Sucking carbon from the sky may do little to slow climate change - spenrose
http://news.sciencemag.org/chemistry/2015/08/sucking-carbon-sky-may-not-slow-climate-change

======
spenrose
"The Intergovernmental Panel on Climate Change concluded last year that
reaching a key emissions goal—roughly equivalent to limiting warming to 2°C by
2100—would rely on the deployment of one or several CDR technologies.
Deploying them could cost more than a trillion dollars, one expert estimates.

The new study puts the concept of CDR to the test—without getting into the
specifics of which technology to use. The authors used computer simulations to
figure out what would happen if engineers removed a whopping 5 gigatons of
carbon dioxide from the atmosphere each year. Achieving that goal, equivalent
to removing roughly half the amount of CO2 that is now emitted from manmade
sources, would require a gargantuan global effort. (To visualize the scale,
imagine 5000 new facilities each roughly the size of a sports stadium.)
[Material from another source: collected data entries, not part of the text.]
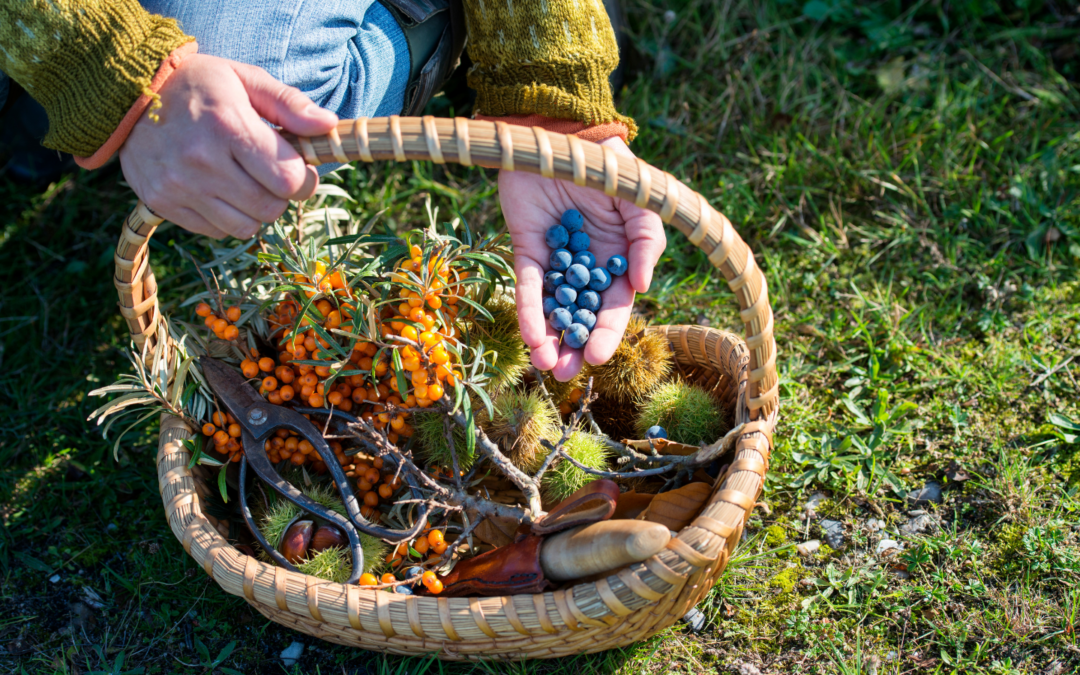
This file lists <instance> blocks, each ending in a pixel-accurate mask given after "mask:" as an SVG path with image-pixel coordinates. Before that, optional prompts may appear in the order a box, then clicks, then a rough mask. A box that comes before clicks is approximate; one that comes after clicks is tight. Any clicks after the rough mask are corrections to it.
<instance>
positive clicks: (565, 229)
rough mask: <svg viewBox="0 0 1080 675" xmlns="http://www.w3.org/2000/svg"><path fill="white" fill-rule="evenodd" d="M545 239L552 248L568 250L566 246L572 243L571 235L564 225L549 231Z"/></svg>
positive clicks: (553, 227) (544, 237) (545, 234)
mask: <svg viewBox="0 0 1080 675" xmlns="http://www.w3.org/2000/svg"><path fill="white" fill-rule="evenodd" d="M543 239H544V241H545V242H548V246H549V247H551V248H566V244H567V243H569V241H570V233H569V232H567V231H566V228H565V227H563V226H562V225H556V226H555V227H552V228H549V229H548V232H546V234H544V238H543Z"/></svg>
Yet the scientists found the environmental benefits of such a massive
technological campaign were surprisingly small, especially in terms of
protecting the ocean from the impacts of climate change. One key impact of
rising CO2 levels is seen in the pH of ocean waters—the global sea surface has
been acidified by roughly 0.1 units and impacts on marine shells are beginning
to show. But the experiment demonstrated that the CDR campaign had only
limited effect to reverse that trend: Without the CDR the surface pH was
reduced by 0.75 units by 2200; with CDR the acidification was reduced 0.7
units, the team reports online today in Nature Climate Change."